February 2021

Customer return
predictions

Given the order of a customer in an online shop, can we predict which items will be returned later?

GitHub Code

Motivation

Return rates in E-commerce are significantly higher than in retail. Especially when buying clothes online, customers expect free return shipping. This comes with immense economic as well as ecological costs.
Therefore, online retailers are interested in predicting customer returns at the time of their order. This enables them to better plan ahead. It also creates the possibility to subtly nudge users to not order a specific item they will return with a high probability.

Data

The data originates from real orders in an online fashion store. It was provided by Humboldt University in the context of this course project. It contains information about the ordered items and their binary labels describe if the customer returned a specific item or not. It also contains user IDs that were generated for this dataset and that are not traceable to the actual customers. The dataset is balanced such that about half of the listed items were returned.

Approach

Most of the work in this project encompasses data exploration, data cleaning and feature engineering. Afterwards, the data will be classified by experimenting with Logistic Regression and a Random Forest Classifier, and then using the model that after parameter tuning minimizes our loss function on test data.
This problem has an asymmetric loss function that is based on the following idea. If we incorrectly predict that a customer will return an item, we nudge them to not buy it, resulting in a possible loss of profit. If we fail to predict that a customer will return an item, the store has to pay shipping costs as well as a fee for reconditioning the item.
To conveniently create features I wrote a custom scikit-learn transformer.
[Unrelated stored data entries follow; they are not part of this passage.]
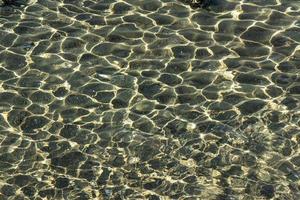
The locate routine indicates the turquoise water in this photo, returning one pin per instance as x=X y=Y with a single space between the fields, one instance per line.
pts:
x=150 y=100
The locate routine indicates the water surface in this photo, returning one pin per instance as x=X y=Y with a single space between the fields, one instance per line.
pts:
x=150 y=100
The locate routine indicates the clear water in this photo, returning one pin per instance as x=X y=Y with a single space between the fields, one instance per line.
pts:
x=150 y=100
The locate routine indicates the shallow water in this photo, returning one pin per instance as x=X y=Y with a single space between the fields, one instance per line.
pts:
x=150 y=100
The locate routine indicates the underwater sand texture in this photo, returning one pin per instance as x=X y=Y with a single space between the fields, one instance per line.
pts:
x=150 y=100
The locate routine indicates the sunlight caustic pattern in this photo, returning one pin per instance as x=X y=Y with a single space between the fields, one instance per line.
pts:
x=150 y=100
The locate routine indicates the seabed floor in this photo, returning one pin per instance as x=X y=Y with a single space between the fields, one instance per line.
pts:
x=132 y=99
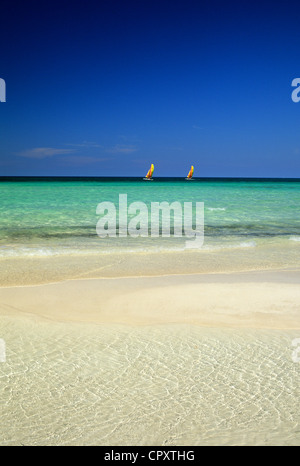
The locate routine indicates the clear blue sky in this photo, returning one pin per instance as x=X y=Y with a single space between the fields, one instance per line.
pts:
x=108 y=87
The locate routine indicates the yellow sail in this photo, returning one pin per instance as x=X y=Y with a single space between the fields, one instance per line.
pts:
x=191 y=172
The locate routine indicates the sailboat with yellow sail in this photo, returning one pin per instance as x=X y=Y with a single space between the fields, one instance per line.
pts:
x=148 y=177
x=190 y=173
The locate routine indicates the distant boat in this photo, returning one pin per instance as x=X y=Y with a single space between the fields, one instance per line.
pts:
x=148 y=177
x=190 y=174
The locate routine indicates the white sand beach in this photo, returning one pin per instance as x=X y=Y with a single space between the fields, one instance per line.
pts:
x=192 y=359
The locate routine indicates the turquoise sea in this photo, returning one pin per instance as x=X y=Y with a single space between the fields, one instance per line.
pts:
x=57 y=216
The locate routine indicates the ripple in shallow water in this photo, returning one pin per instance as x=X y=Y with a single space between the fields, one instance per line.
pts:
x=66 y=384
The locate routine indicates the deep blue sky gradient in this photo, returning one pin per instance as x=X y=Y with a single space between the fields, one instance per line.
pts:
x=106 y=88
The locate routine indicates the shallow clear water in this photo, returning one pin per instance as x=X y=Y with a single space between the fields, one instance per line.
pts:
x=66 y=384
x=58 y=216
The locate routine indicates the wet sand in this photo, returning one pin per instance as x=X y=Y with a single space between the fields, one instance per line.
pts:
x=191 y=359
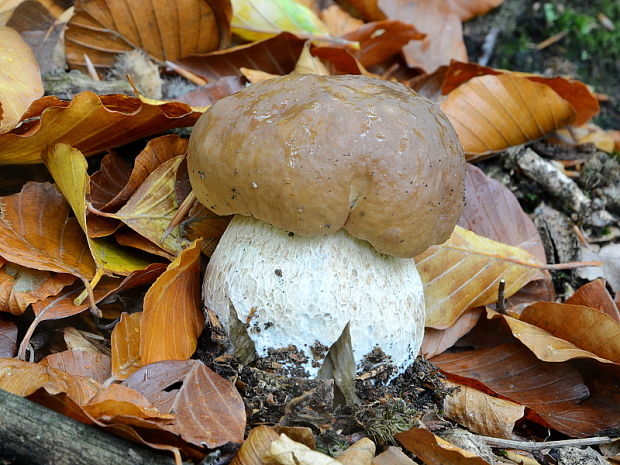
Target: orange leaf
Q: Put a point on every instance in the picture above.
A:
(37, 232)
(491, 113)
(125, 342)
(164, 30)
(208, 409)
(444, 33)
(80, 363)
(172, 318)
(91, 124)
(20, 286)
(20, 79)
(433, 450)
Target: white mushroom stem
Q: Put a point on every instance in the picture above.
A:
(282, 289)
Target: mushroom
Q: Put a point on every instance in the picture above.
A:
(336, 182)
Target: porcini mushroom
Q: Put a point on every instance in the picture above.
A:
(336, 183)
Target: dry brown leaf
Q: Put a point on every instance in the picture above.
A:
(481, 413)
(392, 456)
(555, 392)
(381, 39)
(80, 363)
(91, 124)
(585, 327)
(20, 79)
(338, 21)
(20, 286)
(468, 9)
(543, 344)
(491, 113)
(8, 338)
(37, 232)
(209, 410)
(433, 450)
(444, 33)
(125, 345)
(172, 318)
(436, 341)
(464, 273)
(164, 30)
(277, 55)
(63, 306)
(595, 295)
(574, 92)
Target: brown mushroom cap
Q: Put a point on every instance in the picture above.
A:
(313, 154)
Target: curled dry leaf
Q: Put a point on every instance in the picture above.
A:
(595, 295)
(80, 363)
(433, 450)
(491, 113)
(260, 19)
(444, 33)
(38, 233)
(382, 39)
(436, 341)
(543, 344)
(482, 413)
(208, 409)
(20, 79)
(574, 92)
(125, 345)
(102, 29)
(8, 338)
(464, 273)
(555, 392)
(277, 55)
(20, 286)
(91, 124)
(172, 318)
(585, 327)
(68, 167)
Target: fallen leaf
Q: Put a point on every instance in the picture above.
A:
(208, 409)
(80, 363)
(444, 33)
(68, 167)
(151, 208)
(382, 39)
(102, 29)
(433, 450)
(277, 55)
(20, 79)
(172, 318)
(37, 232)
(90, 123)
(481, 413)
(464, 273)
(20, 286)
(125, 345)
(8, 338)
(261, 19)
(585, 327)
(555, 392)
(436, 341)
(583, 101)
(595, 295)
(491, 113)
(63, 305)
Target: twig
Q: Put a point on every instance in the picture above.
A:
(501, 300)
(528, 445)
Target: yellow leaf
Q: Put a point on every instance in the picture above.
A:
(464, 272)
(68, 168)
(260, 19)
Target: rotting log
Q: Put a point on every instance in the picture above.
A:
(31, 434)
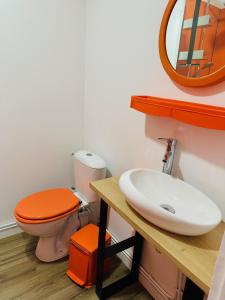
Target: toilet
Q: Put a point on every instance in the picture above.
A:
(55, 214)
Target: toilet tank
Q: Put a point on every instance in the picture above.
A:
(88, 167)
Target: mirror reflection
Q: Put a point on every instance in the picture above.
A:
(195, 37)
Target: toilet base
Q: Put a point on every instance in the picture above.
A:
(54, 236)
(47, 250)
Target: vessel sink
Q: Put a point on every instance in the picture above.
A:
(169, 202)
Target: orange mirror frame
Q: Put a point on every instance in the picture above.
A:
(207, 80)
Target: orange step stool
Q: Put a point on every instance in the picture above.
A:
(83, 255)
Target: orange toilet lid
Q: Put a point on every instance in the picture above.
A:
(47, 204)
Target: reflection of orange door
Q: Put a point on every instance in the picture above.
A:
(210, 39)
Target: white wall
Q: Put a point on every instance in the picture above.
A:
(41, 95)
(122, 60)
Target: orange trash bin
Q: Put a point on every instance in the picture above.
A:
(83, 255)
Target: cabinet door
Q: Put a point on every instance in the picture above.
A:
(162, 270)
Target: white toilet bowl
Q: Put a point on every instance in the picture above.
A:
(53, 216)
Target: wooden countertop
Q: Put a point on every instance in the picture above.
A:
(194, 256)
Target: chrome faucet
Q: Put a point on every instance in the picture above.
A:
(169, 155)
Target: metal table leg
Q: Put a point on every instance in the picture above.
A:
(105, 252)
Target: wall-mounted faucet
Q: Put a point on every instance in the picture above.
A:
(169, 155)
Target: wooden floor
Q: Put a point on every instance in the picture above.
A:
(24, 277)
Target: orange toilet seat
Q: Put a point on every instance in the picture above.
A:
(46, 206)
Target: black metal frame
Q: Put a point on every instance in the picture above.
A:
(105, 252)
(191, 290)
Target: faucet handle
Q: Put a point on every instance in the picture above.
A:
(168, 140)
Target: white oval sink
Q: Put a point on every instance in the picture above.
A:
(169, 202)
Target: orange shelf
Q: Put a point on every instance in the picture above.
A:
(201, 115)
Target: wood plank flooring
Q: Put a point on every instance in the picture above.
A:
(24, 277)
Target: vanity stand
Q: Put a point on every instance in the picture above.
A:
(194, 256)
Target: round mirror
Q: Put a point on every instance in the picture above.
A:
(192, 41)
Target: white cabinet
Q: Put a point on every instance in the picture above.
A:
(159, 275)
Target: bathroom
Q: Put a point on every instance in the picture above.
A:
(68, 71)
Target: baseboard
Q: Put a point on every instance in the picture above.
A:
(144, 278)
(9, 229)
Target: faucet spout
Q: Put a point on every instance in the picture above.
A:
(169, 155)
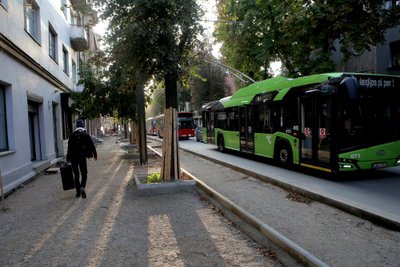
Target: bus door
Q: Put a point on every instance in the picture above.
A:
(316, 128)
(246, 128)
(209, 123)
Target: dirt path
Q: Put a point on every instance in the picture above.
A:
(45, 226)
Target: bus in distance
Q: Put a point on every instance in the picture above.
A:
(155, 125)
(333, 122)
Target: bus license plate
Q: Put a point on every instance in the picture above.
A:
(378, 165)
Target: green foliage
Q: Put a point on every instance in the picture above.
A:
(153, 178)
(206, 83)
(301, 34)
(93, 100)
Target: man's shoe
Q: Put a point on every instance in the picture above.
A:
(83, 192)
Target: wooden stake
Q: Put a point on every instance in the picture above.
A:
(2, 193)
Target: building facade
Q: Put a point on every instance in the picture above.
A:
(42, 44)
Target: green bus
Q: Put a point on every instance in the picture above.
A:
(332, 122)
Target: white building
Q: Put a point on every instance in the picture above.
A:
(42, 44)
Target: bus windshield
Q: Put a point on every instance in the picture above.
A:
(372, 118)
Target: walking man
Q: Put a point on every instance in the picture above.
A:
(80, 147)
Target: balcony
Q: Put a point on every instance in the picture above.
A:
(79, 38)
(80, 5)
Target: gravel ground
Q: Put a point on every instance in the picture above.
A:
(45, 226)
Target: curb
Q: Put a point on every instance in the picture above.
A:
(164, 188)
(290, 247)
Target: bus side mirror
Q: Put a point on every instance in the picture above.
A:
(351, 86)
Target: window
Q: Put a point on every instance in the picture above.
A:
(74, 71)
(52, 43)
(32, 19)
(395, 53)
(3, 121)
(65, 60)
(64, 8)
(3, 3)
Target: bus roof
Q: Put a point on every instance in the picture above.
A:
(245, 95)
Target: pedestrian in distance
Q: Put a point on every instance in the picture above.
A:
(80, 147)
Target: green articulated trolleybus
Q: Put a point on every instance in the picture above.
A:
(332, 122)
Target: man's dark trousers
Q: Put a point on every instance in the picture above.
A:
(79, 164)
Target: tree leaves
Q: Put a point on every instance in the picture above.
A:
(301, 34)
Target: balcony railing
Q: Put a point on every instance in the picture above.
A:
(79, 38)
(81, 5)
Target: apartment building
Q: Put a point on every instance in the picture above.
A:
(42, 44)
(384, 58)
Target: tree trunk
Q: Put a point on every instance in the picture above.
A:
(142, 125)
(170, 167)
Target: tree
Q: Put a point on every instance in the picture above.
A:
(206, 83)
(299, 33)
(153, 39)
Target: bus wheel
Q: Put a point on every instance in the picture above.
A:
(283, 154)
(220, 144)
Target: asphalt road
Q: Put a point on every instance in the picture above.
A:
(376, 192)
(333, 237)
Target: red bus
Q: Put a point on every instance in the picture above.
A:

This makes the main part of the code in the notebook below easier to read. It also enables us to effectively use it in pipelines.

Learnings

This project is a good example on how important thorough data exploration and domain knowledge are in Data Science. It also showcases how categories like color and size, whose naming and interpretation can be subjective, are difficult to process in a model. Summing it up in one sentence: Understand your data and what it presents, before you even think about applying a model to it.